Python Prerequisites for Data Science Part I : Python Data Structures
This article is a Part I for the Python Prerequisites Series about what should be known before starting your Data Science journey. In this article, I have briefly covered the different Python data structures that are commonly used during Data Science and how to perform commonly used operations on them. Moreover, I would recommend readers to have a little knowhow about the syntax and structure of Python language before starting. First, lets take a look at some common datatypes used in Python:
- Integer : Represented by the keyword ‘int’
- Float : Represented by the keyword ‘float’
- Strings : Represented by the keyword ‘str’
- Boolean : Represented by the keyword ‘bool’
- Null : Represented by the keyword ‘NoneType’
Now to use these values of different datatypes, Python provides a variety of objects that can store these values (some may store only those of same datatype while others might support heterogeneity). Python divides such data structures into two types i.e.:
Mutable Data Structures:
Mutable Data Structures refer to such data structures whose values can be altered after they have been assigned. Some commonly used mutable data structures are Lists, Dictionaries and Sets, etc.
Immutable Data Structures:
Immutable Data Structures refer to such data structures whose values cannot be altered after they have been assigned. Some commonly used immutable data structures are Strings, Tuples, Frozensets, etc.
One thing to note before moving on is that since these data structures are Python objects, hence, they can also store other data structures within themselves. Similarly, all these data structures have their own pre-built methods like other Python objects.
Lists:
Lists are mutable data structures that can contain heterogenous data values. A list is represented by square-brackets [] with each value in the list, separated by a ‘,’ (comma). Lists start their index with 0, thus the first element of a list is referred as the 0th element and not the 1st element of the list.

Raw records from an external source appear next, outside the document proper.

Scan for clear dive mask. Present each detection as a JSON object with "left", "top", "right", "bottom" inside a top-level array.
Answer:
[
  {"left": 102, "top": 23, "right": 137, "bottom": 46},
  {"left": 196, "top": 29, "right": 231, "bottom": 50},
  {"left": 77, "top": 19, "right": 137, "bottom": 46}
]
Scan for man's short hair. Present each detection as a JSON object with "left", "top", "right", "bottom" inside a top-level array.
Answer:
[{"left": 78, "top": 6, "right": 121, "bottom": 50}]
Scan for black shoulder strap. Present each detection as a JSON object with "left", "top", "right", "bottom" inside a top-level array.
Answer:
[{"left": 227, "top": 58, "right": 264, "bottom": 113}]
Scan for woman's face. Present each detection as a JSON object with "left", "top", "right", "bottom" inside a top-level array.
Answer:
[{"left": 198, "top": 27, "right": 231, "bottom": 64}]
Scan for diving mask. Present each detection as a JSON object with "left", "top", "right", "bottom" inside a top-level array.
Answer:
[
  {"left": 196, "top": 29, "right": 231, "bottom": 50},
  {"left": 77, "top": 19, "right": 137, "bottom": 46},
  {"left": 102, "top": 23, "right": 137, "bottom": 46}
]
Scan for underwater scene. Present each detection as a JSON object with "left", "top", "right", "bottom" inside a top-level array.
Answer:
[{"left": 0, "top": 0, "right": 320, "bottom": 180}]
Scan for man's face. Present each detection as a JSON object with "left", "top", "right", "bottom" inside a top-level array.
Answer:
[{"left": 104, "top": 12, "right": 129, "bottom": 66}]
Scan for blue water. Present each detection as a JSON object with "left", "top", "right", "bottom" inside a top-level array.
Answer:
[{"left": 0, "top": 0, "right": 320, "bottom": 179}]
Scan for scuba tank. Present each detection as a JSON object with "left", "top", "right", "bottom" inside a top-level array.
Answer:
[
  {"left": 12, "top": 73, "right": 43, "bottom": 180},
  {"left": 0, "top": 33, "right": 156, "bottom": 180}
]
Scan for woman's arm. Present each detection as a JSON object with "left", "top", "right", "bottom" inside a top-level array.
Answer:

Initialization and Definition:
# First Method to Initialize List
l = []# Second Method to Initialize List
l = list()# Creating a list of heterogenous datatypes
l = [3, 4.5, 5.67, "Hello", None, True, 0.45, 'False']
Indexing and Slicing:
List indexing and slicing uses following different general formulae:
- l[i] : Gives the ith element
- l[-i] : Gives the ith element starting from the end of the list
- l[a:b] : Gives a sublist with elements from ath element to (b-1)th element
- l[a:] : Gives a sublist with elements after ath element (inclusive)
- l[:b] : Gives a sublist with elements before bth element (exclusive)
print(l[0]) #Gives output 3
print(l[-1]) #Gives output 'False'
print(l[2:7]) #Gives output [5.67, "Hello", None, True, 0.45]
print(l[4:]) #Gives output ["Hello", None, True, 0.45, 'False']
print(l[:5]) #Gives output [3, 4.5, 5.67, "Hello", None]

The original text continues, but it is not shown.